Unaccompanied Central American children was the topic of the first afternoon panel. In 2014, more than 67,000 unaccompanied minors from El Salvador, Guatemala, and Honduras arrived in the U.S. – this number accounted for the largest number of such children ever apprehended by Customs and Border Protection (CBP) in any fiscal year. The panelists addressed the changes and updates and heavily noted that the number of arrivals since 2014 has decreased. The most interesting part was the discussion on the shift from the U.S.-Mexico border to the Southern Mexico border and how the U.S. Defense Department supports Mexico with funding and equipment to stop drug trafficking and migrants from entering the country. Mexico is becoming a destination country, not just a transit one.

At the U.S. border, 40,000 children were apprehended in 2015 and this smaller number is largely due to the fact that border enforcement has been strengthened and became a priority after 2014. But instead of being treated as a refugee issue, young Central American minors are seen as a border management and enforcement issue in the U.S. immigration reform debate.

The next and final panel of the conference was related, and examining the growth of immigrant detention and the future of detention alternatives. Detention is being used as a means of deterrence to prevent refugees from seeking asylum. Moreover, increased family detention has become a very controversial consequence of the 2014 influx of Central American minors.

Bob Libal and Jonathan Ryan, the advocates on the panel, asked why the U.S. didn’t’ take a refugee resettlement model or a disaster prevention approach instead of one focused on border enforcement and detention. Private, for-profit, organizations are funding family detention centers and this matters because of the fiduciary duty to maximize profits of detention facilities.

There are alternatives to detention, and Libal noted that more access to lawyers all over the country is one such response that could replace funding for detention facilities and border enforcement. Most of the families and minors detained cannot afford legal counsel, so their chances of getting asylum are low. This feeds the perspective that these people are not refugees, when in fact they are.
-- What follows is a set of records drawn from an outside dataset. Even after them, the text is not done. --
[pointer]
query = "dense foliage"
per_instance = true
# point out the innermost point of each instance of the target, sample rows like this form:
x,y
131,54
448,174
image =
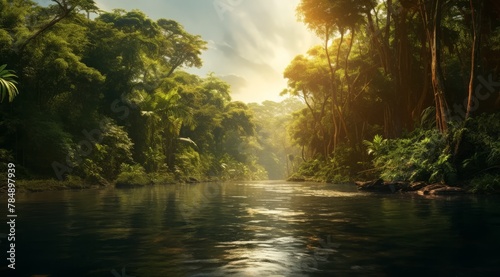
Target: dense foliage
x,y
404,90
107,99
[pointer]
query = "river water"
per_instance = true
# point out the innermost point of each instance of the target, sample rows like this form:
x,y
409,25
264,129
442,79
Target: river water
x,y
254,229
Detention is not a DHS issue, but a White House policy issue and the Obama Administration’s approach to immigration. “Ankle shackles are not an alternative to detention, but another form of it,” Jonathan Ryan asserted.

As the DHS representative on the panel, Esther Olavarria, Senior Counsel to Secretary Jeh Johnson, was outnumbered. But she made a very good point about how hard it is to appropriate funding from the government for more legal representation options. She called on government foundations to step up with funding. Non-governmental organizations, charities, and churches do not have many resources, but are still helping the situation. She validly deflected much of the criticism targeting DHS on to foundations and their lack of action.

The topics discussed at the Immigration Law and Policy Conference will continue to be talking points that will get more heated as the refugee crisis in Europe intensifies and the 2016 presidential election inches closer. But the important thing is to keep the dialogue going among immigrants and immigration professionals and not get too sidetracked by the partisan debate that dramatizes and polarizes. The management of immigration and migration as a whole needs to be managed by compassion, not fear.